Co-Option of Transcription Factors From Mobile Genetic Elements for Host Cell Gene Regulation
On multiple occasions, prokaryotes seem to have adopted MGE-encoded transcription factors to regulate transcriptional networks. The most common DNA-binding moiety in prokaryotic transcription factors is the ubiquitous helix-turn-helix (HTH) domain (Brown et al., 2003; Cuthbertson and Nodwell, 2013; Hoskisson and Rigali, 2009). Due to the small size of the HTH domain, robust phylogenetic reconstruction of the evolutionary history of HTH domain-containing genes proves difficult. Nevertheless, apparent monophyletic groups can be identified, several of which show clear signs of exchange between prokaryotes and MGEs (Aravind et al., 2005). The principal signature of such an event is the widespread presence of a given family of HTH domain-containing proteins in MGEs and a restricted distribution in prokaryotes. For example, Xre is the archetypical member of one of the families of HTH domains with tetrahelical quaternary structure (Aravind et al., 2005). Xre regulates the lysis-lysogeny of a degraded prophage in B. subtilis (McDonnell and McConnell, 1994), and homologs of Xre regulate the lysis-lysogeny decisions of autonomous bacteriophages, for example, the ner gene encoded by E. coli phage Mu (Tolias and Dubow, 1986) (Figure 3A). Ner exhibits 68% amino acid identity to SfsB (NP_417655.1), a transcription factor that is conserved in Enterobacteriaceae and regulates genes involved in maltose metabolism (Autexier and Dubow, 1992) (Figure 3B). The high sequence similarity between Ner and SfsB suggests a relatively recent exchange.

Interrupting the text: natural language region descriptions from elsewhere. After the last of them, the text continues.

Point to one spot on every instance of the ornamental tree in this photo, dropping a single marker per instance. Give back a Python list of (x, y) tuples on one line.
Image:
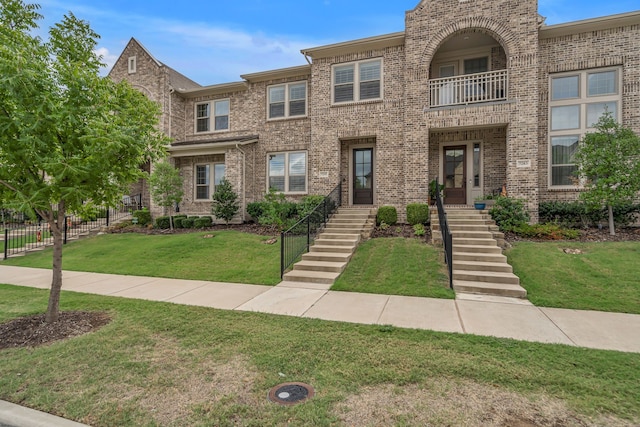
[(166, 187), (609, 162), (69, 138)]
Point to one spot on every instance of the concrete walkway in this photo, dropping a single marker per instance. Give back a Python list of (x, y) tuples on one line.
[(473, 314)]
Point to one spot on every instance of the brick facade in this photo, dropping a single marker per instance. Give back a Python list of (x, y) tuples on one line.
[(407, 134)]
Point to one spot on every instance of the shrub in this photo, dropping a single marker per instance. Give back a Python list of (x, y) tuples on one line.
[(202, 222), (388, 215), (162, 222), (225, 201), (418, 229), (417, 213), (509, 213), (256, 209), (143, 215), (549, 231)]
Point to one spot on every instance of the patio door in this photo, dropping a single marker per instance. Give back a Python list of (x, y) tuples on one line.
[(363, 176), (455, 175)]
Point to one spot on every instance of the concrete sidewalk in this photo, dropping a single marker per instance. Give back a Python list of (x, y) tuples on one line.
[(473, 314)]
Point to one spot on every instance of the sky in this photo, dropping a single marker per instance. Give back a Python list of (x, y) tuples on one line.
[(216, 41)]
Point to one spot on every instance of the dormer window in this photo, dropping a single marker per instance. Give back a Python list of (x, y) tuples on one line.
[(132, 64)]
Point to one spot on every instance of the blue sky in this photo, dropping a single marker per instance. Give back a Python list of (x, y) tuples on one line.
[(216, 41)]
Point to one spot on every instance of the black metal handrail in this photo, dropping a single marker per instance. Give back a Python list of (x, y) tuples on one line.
[(19, 238), (296, 240), (447, 238)]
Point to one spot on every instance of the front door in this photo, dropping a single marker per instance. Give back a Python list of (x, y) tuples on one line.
[(363, 176), (455, 175)]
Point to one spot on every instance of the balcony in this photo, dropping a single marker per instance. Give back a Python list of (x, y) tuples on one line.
[(468, 89)]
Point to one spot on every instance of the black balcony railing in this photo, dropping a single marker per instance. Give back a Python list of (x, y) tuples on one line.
[(447, 238), (23, 236), (296, 240)]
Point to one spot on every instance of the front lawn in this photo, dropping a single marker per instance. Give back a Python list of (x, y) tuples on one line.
[(396, 266), (228, 256), (174, 365), (604, 277)]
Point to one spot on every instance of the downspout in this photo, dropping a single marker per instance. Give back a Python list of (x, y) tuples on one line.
[(244, 176)]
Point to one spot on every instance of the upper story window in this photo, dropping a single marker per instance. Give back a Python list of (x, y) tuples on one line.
[(287, 100), (357, 81), (218, 110), (132, 64), (577, 101)]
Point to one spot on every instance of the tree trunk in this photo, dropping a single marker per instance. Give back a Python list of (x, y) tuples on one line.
[(612, 227), (57, 230)]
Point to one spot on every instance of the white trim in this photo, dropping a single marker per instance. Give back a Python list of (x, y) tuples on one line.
[(287, 101), (582, 101), (356, 80), (132, 64), (286, 171), (471, 191)]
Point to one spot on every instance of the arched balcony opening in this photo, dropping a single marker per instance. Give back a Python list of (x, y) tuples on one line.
[(470, 67)]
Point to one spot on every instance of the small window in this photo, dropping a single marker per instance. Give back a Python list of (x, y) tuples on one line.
[(602, 83), (287, 100), (205, 182), (288, 172), (358, 81), (132, 64), (565, 87), (563, 168), (567, 117)]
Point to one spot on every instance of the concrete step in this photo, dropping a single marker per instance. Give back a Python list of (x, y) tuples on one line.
[(326, 256), (497, 267), (486, 288), (488, 241), (478, 257), (353, 237), (334, 267), (485, 276), (310, 276), (319, 246), (483, 249)]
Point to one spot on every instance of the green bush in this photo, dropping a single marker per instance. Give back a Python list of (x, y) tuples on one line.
[(417, 213), (202, 222), (548, 231), (256, 209), (509, 213), (143, 215), (162, 222), (388, 215), (418, 229)]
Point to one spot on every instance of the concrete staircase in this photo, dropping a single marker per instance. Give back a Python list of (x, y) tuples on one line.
[(333, 248), (479, 267)]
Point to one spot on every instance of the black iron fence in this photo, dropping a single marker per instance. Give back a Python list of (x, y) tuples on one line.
[(20, 237), (447, 238), (296, 240)]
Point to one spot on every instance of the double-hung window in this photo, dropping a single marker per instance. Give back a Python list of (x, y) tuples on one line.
[(287, 100), (212, 116), (208, 177), (288, 171), (577, 100), (357, 81)]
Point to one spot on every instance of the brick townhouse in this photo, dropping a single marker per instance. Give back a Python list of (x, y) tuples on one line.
[(479, 93)]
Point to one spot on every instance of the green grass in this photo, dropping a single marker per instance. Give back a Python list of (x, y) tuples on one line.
[(396, 266), (604, 277), (201, 366), (230, 256)]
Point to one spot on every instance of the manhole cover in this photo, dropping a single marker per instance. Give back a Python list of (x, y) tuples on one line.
[(291, 393)]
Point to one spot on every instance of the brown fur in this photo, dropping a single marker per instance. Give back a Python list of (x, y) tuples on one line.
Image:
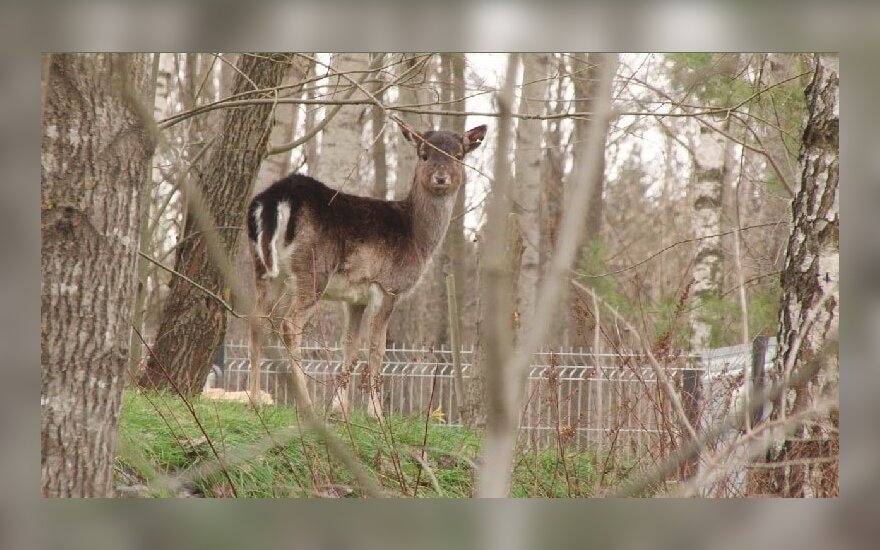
[(359, 250)]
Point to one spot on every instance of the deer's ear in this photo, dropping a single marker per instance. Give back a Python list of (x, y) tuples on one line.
[(473, 138), (413, 137)]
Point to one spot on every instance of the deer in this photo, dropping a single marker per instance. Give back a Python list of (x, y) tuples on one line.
[(318, 243)]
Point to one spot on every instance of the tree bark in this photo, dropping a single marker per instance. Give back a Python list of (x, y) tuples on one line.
[(528, 181), (338, 164), (809, 316), (192, 323), (94, 160), (708, 176), (273, 168), (585, 71)]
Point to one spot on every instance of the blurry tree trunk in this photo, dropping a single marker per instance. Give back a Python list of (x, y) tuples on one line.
[(585, 71), (552, 194), (456, 246), (410, 322), (411, 91), (273, 168), (192, 323), (708, 182), (145, 239), (495, 296), (810, 302), (94, 161), (380, 157), (338, 165), (528, 181)]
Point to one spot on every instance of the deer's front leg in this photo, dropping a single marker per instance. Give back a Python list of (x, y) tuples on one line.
[(378, 333)]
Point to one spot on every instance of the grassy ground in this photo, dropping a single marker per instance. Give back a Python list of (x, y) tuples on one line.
[(159, 436)]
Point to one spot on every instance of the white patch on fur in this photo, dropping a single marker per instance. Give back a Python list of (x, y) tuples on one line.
[(340, 289), (258, 222), (283, 218)]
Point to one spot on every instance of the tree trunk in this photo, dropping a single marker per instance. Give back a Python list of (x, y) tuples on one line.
[(810, 309), (707, 221), (94, 160), (552, 196), (585, 71), (193, 323), (378, 126), (338, 164), (273, 168), (528, 181)]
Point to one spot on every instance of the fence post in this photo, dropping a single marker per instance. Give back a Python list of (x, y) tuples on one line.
[(692, 396), (455, 331)]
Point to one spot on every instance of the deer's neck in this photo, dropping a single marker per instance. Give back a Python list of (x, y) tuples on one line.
[(430, 215)]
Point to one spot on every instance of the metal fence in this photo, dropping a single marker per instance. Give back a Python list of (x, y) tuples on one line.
[(610, 402)]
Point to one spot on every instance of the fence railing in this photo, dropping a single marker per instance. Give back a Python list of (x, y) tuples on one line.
[(610, 402)]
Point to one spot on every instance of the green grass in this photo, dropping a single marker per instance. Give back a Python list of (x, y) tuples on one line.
[(158, 436)]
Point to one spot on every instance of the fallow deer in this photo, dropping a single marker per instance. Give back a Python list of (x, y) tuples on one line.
[(325, 244)]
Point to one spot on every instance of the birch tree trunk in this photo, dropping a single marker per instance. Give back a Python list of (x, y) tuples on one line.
[(809, 316), (585, 71), (273, 168), (528, 181), (338, 164), (192, 323), (708, 176), (94, 160)]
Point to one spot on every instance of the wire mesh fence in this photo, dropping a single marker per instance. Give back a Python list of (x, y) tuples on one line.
[(610, 402)]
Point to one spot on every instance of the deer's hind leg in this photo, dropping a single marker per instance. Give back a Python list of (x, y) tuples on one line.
[(354, 315), (302, 308), (378, 333), (256, 322)]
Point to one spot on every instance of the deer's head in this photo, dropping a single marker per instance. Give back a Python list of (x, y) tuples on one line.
[(440, 154)]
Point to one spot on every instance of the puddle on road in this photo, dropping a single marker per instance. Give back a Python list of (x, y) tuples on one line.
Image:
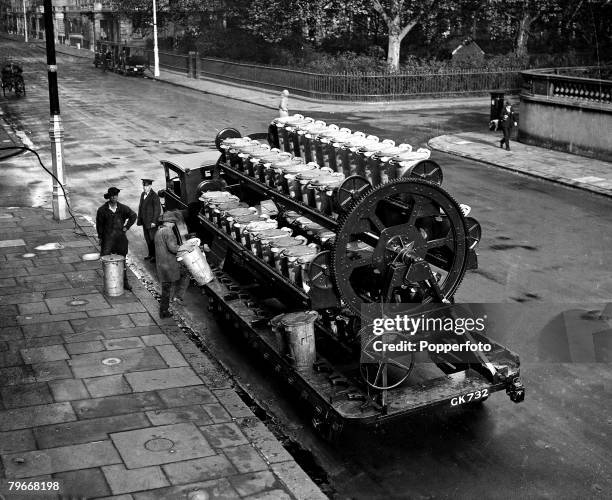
[(50, 246)]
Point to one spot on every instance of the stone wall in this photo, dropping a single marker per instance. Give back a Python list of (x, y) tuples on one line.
[(567, 114)]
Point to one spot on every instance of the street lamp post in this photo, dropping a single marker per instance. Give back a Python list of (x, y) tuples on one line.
[(155, 48), (25, 22), (56, 131)]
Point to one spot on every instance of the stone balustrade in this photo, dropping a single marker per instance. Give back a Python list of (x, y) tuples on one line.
[(567, 112)]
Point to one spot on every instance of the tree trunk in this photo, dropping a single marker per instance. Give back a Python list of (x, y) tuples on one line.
[(393, 51), (522, 36)]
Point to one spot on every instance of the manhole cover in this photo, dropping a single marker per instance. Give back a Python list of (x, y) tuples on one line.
[(77, 302), (159, 444), (111, 361)]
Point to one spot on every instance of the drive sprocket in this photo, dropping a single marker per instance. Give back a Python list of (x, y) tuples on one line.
[(403, 241)]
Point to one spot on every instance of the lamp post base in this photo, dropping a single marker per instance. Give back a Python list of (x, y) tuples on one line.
[(59, 201)]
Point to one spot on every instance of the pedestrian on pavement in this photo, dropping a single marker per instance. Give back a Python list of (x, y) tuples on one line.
[(113, 220), (507, 122), (181, 232), (149, 210), (168, 269), (283, 107)]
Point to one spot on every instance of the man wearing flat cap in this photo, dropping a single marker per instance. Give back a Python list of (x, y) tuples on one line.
[(113, 220), (168, 269), (149, 210)]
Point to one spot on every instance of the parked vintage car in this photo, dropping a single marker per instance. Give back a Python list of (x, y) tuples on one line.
[(133, 65), (121, 58)]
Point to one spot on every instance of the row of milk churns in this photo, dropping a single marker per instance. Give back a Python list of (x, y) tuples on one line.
[(304, 181), (258, 232), (344, 151)]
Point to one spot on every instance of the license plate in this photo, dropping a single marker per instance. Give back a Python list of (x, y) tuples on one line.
[(470, 397)]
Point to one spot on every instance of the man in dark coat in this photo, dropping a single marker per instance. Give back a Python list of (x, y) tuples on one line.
[(168, 269), (507, 121), (149, 210), (113, 220)]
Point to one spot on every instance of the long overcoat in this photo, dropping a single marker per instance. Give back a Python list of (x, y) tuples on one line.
[(149, 209), (166, 246), (110, 226)]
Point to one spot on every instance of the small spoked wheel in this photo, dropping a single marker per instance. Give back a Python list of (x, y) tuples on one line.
[(381, 371)]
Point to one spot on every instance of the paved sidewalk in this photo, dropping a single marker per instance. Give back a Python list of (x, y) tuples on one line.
[(270, 98), (572, 170), (101, 395)]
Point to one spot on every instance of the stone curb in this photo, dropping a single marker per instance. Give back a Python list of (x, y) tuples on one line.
[(215, 376), (438, 144)]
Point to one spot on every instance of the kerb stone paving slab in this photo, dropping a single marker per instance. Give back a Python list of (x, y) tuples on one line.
[(92, 301), (111, 385), (117, 405), (43, 354), (122, 480), (200, 469), (217, 489), (65, 458), (161, 445), (114, 362), (85, 431), (162, 379), (34, 416)]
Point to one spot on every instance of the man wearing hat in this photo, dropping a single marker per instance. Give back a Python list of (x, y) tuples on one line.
[(168, 269), (507, 121), (113, 220), (149, 210)]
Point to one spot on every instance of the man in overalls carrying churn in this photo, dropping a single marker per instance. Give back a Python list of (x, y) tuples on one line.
[(113, 220)]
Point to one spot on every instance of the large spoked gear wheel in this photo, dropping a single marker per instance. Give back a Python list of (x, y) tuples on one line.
[(403, 242)]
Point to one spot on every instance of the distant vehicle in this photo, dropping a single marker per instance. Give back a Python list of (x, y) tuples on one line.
[(134, 65), (123, 58), (12, 79)]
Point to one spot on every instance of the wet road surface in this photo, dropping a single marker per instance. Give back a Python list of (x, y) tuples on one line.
[(544, 246)]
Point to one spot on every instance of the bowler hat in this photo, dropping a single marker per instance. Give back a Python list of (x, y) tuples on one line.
[(168, 217), (112, 191)]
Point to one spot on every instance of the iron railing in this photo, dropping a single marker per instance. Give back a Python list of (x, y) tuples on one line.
[(551, 84), (353, 86)]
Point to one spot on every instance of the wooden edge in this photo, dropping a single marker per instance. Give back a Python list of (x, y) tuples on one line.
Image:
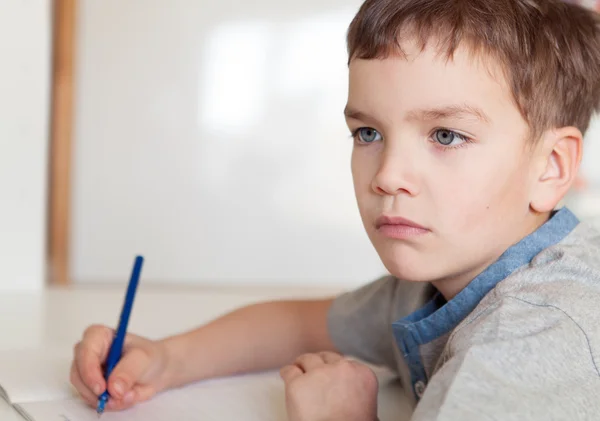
[(61, 126)]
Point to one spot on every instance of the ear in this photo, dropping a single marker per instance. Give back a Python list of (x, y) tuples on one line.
[(560, 152)]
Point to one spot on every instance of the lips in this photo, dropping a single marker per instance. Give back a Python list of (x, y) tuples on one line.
[(397, 220)]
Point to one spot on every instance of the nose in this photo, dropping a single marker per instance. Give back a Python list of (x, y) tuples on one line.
[(396, 174)]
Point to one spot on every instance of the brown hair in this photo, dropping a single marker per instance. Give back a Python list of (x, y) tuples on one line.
[(548, 50)]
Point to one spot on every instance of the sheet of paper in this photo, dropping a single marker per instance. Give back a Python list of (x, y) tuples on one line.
[(249, 398), (255, 397), (28, 375)]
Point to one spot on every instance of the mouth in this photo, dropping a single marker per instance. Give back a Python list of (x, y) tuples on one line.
[(398, 227)]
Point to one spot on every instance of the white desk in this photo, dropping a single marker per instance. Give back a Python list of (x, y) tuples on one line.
[(59, 316)]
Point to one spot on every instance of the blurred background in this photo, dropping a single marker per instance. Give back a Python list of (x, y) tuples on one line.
[(206, 135)]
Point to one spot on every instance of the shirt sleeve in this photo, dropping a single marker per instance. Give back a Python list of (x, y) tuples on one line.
[(360, 321), (533, 364)]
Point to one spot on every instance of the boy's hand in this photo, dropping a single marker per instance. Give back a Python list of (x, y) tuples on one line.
[(328, 387), (139, 375)]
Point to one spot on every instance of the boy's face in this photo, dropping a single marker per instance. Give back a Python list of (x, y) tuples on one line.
[(442, 144)]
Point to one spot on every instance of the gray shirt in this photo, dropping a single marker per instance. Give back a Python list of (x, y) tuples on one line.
[(520, 342)]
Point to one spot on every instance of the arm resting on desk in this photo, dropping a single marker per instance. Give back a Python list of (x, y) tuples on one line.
[(254, 338)]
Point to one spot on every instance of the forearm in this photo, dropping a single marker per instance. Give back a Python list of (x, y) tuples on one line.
[(254, 338)]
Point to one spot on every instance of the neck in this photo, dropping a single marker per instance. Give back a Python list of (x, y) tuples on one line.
[(450, 286)]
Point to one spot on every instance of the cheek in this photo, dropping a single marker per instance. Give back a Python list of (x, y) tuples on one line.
[(484, 190)]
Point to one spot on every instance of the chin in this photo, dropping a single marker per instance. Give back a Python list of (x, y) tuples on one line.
[(408, 266)]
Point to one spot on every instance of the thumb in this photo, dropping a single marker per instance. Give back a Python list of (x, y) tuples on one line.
[(127, 372)]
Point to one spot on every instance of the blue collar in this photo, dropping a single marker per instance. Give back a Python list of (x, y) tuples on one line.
[(438, 317)]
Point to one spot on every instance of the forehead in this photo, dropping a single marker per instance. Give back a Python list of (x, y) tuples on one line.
[(426, 79)]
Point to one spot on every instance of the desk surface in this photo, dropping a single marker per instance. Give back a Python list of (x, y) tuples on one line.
[(58, 316)]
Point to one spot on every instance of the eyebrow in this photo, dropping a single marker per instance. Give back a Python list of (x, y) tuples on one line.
[(462, 111)]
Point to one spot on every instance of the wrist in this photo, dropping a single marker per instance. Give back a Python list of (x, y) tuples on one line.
[(174, 348)]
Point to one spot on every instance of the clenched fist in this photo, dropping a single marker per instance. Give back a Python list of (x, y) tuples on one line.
[(329, 387)]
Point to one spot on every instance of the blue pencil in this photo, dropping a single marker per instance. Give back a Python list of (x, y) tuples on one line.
[(116, 348)]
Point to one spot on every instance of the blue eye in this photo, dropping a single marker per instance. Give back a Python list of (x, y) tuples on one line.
[(367, 135), (448, 137)]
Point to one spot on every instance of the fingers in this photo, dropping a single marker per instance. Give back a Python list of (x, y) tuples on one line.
[(127, 372), (330, 357), (308, 362), (89, 355), (290, 372), (88, 396)]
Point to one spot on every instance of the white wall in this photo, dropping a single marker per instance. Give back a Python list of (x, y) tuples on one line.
[(25, 43), (210, 138)]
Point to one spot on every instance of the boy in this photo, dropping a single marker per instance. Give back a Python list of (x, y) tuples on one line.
[(467, 118)]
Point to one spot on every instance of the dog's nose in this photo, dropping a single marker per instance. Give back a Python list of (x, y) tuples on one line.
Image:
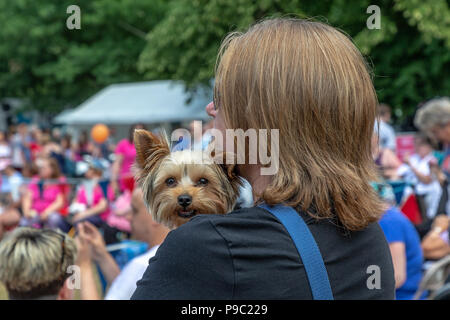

Furthermore, overexpression of ner can complement sfsB by stimulating the expression of maltose metabolic genes in E. coli (Autexier and Dubow, 1992), underscoring the ease with which a transcription factor from a MGE can be recruited into the host regulatory cascades.
FIGURE 3
Recruitment of transcription factors from MGEs to regulate host gene expression. One example is Ner, which contains an Xre-family HTH domain and regulates the lysis-lysogeny switch of bacteriophage Mu (A). The amino acid sequence of Ner is 68% identical to the maltose operon-activating transcription factor SfsB, indicating the recent recruitment of a Ner homolog for the regulation of host carbon metabolism (B). Xre domains are widespread in antitoxin proteins, such as HipB, which autoregulate their own expression and the expression of other host genes (C). Antitoxins often disassociate from their TA operons and assume dedicated roles as transcription factors (D).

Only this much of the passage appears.